MLK Day For The World - Not Just America

Posted by Pete on Jan 21st 2019

Today is a day to celebrate King's achievements - but also to heed his internationalist approach to the fight against injustice.

Though Martin Luther King Jr Day is an American holiday, the man himself was thoroughly international.

And I don't mean this in the sense that he traveled the world – he only rarely traveled abroad, like in 1964, when he briefly visited Sweden to receive his Nobel Peace Prize.

It's MLK's political thought which was the most international thing about him.

Above: the dramatic new Martin Luther King Peace tea towel


MLK's warnings against the Vietnam War 

Like so many of the strugglers in the long fight against racism, King appreciated that it was, at its heart, a global project.

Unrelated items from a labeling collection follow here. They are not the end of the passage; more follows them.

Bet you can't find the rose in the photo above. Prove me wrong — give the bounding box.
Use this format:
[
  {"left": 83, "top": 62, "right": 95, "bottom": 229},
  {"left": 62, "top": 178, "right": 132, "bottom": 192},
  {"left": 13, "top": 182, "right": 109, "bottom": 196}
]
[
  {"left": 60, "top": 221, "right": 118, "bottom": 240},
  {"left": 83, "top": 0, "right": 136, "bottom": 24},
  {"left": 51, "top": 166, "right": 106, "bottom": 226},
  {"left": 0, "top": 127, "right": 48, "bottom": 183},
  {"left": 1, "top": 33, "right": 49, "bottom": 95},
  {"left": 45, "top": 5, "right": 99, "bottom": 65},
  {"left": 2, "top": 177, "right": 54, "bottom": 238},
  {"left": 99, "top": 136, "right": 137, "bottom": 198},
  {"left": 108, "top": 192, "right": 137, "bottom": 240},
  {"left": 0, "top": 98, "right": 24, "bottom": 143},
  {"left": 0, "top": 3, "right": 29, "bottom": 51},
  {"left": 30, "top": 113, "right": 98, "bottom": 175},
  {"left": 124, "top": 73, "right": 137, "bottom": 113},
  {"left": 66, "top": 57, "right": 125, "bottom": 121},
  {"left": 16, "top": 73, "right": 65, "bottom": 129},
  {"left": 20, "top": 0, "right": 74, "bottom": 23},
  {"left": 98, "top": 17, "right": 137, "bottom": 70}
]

In the Sixties, elites ruling the US were using the same white supremacist principles to justify their oppression of the Vietnamese in South-East Asia as they were using to oppress black citizens in South Carolina, and Hispanic socialists across South America.

King saw this, and in the years leading up to his assassination turned more and more of his political energy against the great crime being perpetrated by the Lyndon Johnson administration in Vietnam.

On 4th April 1967, for example, at Riverside Baptist Church in New York, Dr King gave a speech entitled 'Beyond Vietnam: A Time to Break the Silence'.

In it, he denounced at length US actions in Vietnam and clarified how these actions were all "in support of governments which were singularly corrupt, inept, and without popular support."

"If America's soul becomes totally poisoned," King warned, "part of the autopsy must read: Vietnam."

And MLK wasn't alone in bridging the fictional gap which some imagined standing between the movement against racism in the USA and anti-colonial struggles abroad.

Going global with the fight for emancipation 

Muhammad Ali, of course, boldly refused the draft to fight in Vietnam:

"No I'm not going 10,000 miles from home to help murder and burn another poor nation simply to continue the domination of white slave masters of the darker people the world over."

Maya Angelou, as well, was an unashamed supporter of socialist Cuba given how it supported the anti-colonial movement in southern Africa at a time when the United States was supplying the Apartheid South African government with weapons.

And it wasn't just anti-racists fighting in the States who recognized the global nature of their cause.

Nelson Mandela, for example, declared that "We know too well that our freedom is incomplete without the freedom of the Palestinians."

Making MLK day international 

Coretta Scott King didn't fight for the United States to commemorate her murdered husband with 'Martin Luther King Day' for it to be treated like a meaningless holiday.

King, and all the martyrs of the long anti-racist battle in America, would surely have wanted it to be nothing less than an annual moment of radical education.

Accordingly, if we take just one lesson from MLK Day in 2019, let it be that we are not truly opposing racism if we oppose the oppression of non-whites in our own country while turning a blind eye to bombs being dropped on non-white people abroad.

The two struggles are, well, just one.